Meg nahm ihr Weinglas wieder in die Hand und drehte den Stiel, während sie in die blasse Flüssigkeit hinunterstarrte."Dadurch wirst Du Dich nicht besser fühlen, aber ich glaube, ich habe seit gestern genug für uns beide geweint.Und dann denke ich, dass ich vielleicht der schlechteste Mensch auf dem Planeten bin, denn was zum Teufel berechtigt mich dazu, wie eine Art trauernde Witwe zu reagieren?Um Himmels willen, ich hatte Matt zwei Jahre lang nicht gesehen, und ich hatte kaum aufgehört, ihn zu hassen, also werde ich wohl kaum -" sie hielt inne, als ihr Gehirn die Worte, die aus ihrem Mund kamen, einholte.Sie sah zu Kyle auf."Es tut mir leid.Ich sollte nicht darüber sprechen, dass ich ihn hasse.Nicht jetzt.Nicht, wenn du hier in meinem Wohnzimmer sitzt."

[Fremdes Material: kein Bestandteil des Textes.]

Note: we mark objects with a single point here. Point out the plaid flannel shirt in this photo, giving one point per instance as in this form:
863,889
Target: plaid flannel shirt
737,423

Kyle streckte die Hand aus und nahm ihre freie Hand in seine, drückte sie kurz, bevor er sie wieder zurückzog.Es war eine unschuldige Geste, etwas Tröstliches und Freundliches, aber sie schickte trotzdem einen Bogen der Hitze ihren Arm hinauf.

"Es ist okay."

Meg nahm einen zittrigen Atemzug, sagte aber nichts.Auf dem Barhocker direkt über ihrer Schulter warf Floyd ihr einen verächtlichen Blick zu und schloss die Augen.

"Du hast ein Recht darauf, traurig zu sein", sagte Kyle."Zum Teufel, du und Matt habt fast zehn Jahre zusammengelebt, bevor ihr geheiratet habt.Äh, fast geheiratet habt."

"Fast", wiederholte Meg.

"Du hast dir verdient, was immer du fühlst, Meg.Es ist ja nicht so, dass der Rest der Familie den Markt der Gefühle beherrscht."

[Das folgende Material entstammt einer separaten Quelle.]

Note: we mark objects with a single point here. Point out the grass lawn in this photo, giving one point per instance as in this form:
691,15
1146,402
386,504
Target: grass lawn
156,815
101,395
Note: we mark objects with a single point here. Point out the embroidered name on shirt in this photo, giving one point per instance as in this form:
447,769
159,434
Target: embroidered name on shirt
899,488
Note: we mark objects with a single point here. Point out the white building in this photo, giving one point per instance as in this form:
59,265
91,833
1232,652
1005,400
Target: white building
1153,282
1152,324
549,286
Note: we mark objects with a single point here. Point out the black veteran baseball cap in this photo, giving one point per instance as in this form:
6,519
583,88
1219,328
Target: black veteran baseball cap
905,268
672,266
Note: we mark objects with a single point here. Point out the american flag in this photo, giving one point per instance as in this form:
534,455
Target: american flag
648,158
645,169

Sie nickte."Außerdem denke ich, dass du dich selbst schonen solltest.Wenn du traurig bist, musst du nicht immer weinen."

"Wie wäre es, wenn wir beide uns darauf einigen, dass es keine richtige oder falsche Art zu trauern gibt und wir uns selbst ein wenig nachsichtig sind."

"Abgemacht."

"Okay."Kyle nahm einen weiteren Schluck Wein."Drittes Geständnis:Ich habe dich in den letzten paar Jahren im Auge behalten.Nichts wirklich Unheimliches - ich meine, ich habe dich nicht in öffentlichen Toiletten gestalkt oder so.Aber ich wollte sichergehen, dass es Dir nach der Trennung gut ging."

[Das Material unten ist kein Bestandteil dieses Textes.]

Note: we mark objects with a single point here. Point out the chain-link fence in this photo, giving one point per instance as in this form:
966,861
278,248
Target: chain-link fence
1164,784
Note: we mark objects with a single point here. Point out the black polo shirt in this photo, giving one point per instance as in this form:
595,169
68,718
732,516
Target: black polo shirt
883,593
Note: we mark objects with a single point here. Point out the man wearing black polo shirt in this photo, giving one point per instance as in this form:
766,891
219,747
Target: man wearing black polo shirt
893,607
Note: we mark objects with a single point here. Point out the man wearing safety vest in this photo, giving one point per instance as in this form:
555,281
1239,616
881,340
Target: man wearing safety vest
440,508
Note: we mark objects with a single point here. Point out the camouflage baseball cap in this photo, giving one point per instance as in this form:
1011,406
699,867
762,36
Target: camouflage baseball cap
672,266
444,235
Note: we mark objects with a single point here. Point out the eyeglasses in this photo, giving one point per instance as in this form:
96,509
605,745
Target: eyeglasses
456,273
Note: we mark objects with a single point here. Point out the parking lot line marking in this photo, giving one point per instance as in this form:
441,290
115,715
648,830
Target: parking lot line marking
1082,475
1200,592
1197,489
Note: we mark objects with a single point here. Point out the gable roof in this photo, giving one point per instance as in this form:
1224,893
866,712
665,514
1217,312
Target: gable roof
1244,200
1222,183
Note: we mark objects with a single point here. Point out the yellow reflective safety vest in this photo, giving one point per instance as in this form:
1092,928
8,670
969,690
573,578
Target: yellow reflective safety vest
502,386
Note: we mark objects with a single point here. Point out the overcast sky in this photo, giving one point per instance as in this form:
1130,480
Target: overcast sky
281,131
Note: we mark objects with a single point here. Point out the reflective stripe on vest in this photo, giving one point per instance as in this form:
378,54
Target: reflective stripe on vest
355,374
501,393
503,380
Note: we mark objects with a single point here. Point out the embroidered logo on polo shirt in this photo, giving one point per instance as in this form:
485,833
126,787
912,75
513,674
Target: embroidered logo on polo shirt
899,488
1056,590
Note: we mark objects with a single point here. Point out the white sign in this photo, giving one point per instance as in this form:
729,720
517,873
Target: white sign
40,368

"Das war ich", sagte Meg leise."Besser, als ich es erwartet hatte."

"Ich weiß."

"Daher wusste ich, dass ich die richtige Entscheidung getroffen hatte.Ich war traurig, offensichtlich, und untröstlich.Aber ich hatte auch das Gefühl, dass mir eine riesige Last von den Schultern genommen worden war."

Kyle sah sie einen Moment lang an, und sie wartete darauf, dass er ihr sagen würde, dass Matt genauso empfand.Sie wappnete sich für den Stich, zu hören, dass der Mann, den sie zehn Jahre lang geliebt hatte, an diesem Tag mit dem Gefühl der Dankbarkeit aus der Kirche gegangen war, nicht lebenslang an sie gefesselt zu sein.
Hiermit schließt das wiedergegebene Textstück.